Конечно, я сейчас здорово упрощаю весь ход моих мыслей: делаю все ясным и четким. Тогда ничего этого, понятно, не было и не могло быть. Но вот то, что я крошечная лужица в песке на берегу океана, это я чувствовал почти физически. Вот огромная, тяжело дышащая, медленно катящаяся живая безграничность, а вот я – ямка, следок на мокром песке, глоток холодной соленой воды. Но сколько ты его ни вычерпывай, а не вычерпаешь, ведь океан тоже здесь.

Я стоял против Клары и не знал, что сказать, молча смотрел на нее. А она вдруг улыбнулась, дотронулась до моей руки и очень певуче, медленно произнесла:

– А что, если я влюблюсь в вас, хранитель? – хохотнула и убежала.

«Да, – подумал я, – не надо было мне приезжать сюда с раскопок, ведь чувствую, чувствую, что этот день так не кончится, что-то еще обязательно произойдет».

…Так оно и вышло.

Прибежала вдруг старуха– казашка.

– Иди, иди, пожалуйста, вниз, – сказал она, – иди канцеляр.

– Да в чем дело, – спросил я, – что такое?

– Иди, пожалуйста, скорей, – повторила сторожиха.

Я пошел. Дверь канцелярии была заперта, пришлось стучаться. Отперла массовичка. В комнате были люди: Клара, кассир – молодой, крепкий казах в своей постоянной кожаной куртке и крагах, контролерша, крошечная старуха-татарка, еще кто-то из обслуги музея.

Все они столпились вокруг большого епископского кресла. На кресле сидела девочка. Была она худенькая, русенькая, с тощими острыми косичками, в старом, линялом, стираном-перестираном розовом платье. Она сидела и теребила платочек. Все молчали. В комнате царила тяжелая, отвратительная тишина. Я взглянул на Клару.

– В чем дело? – спросил я. Никто не ответил.

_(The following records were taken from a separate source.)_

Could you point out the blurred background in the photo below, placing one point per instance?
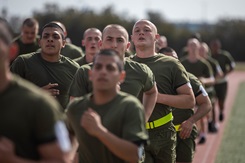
(176, 19)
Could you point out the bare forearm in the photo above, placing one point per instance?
(204, 107)
(149, 101)
(177, 101)
(16, 159)
(121, 148)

– Вот эта девочка, – вдруг громко сказала массовичка, – выдает себя за племянницу товарища Сталина.

Этого я, конечно, никак не ожидал.

– То есть как? – спросил я ошалело и посмотрел на девочку.

Она не шелохнулась, только крепче стиснула узелок.

– Прошла без билета, – объяснила мне массовичка. – И когда контролерша ее остановила, она сказала, что она племянница товарища Сталина и он разрешил ей ходить во все музеи и театры бесплатно.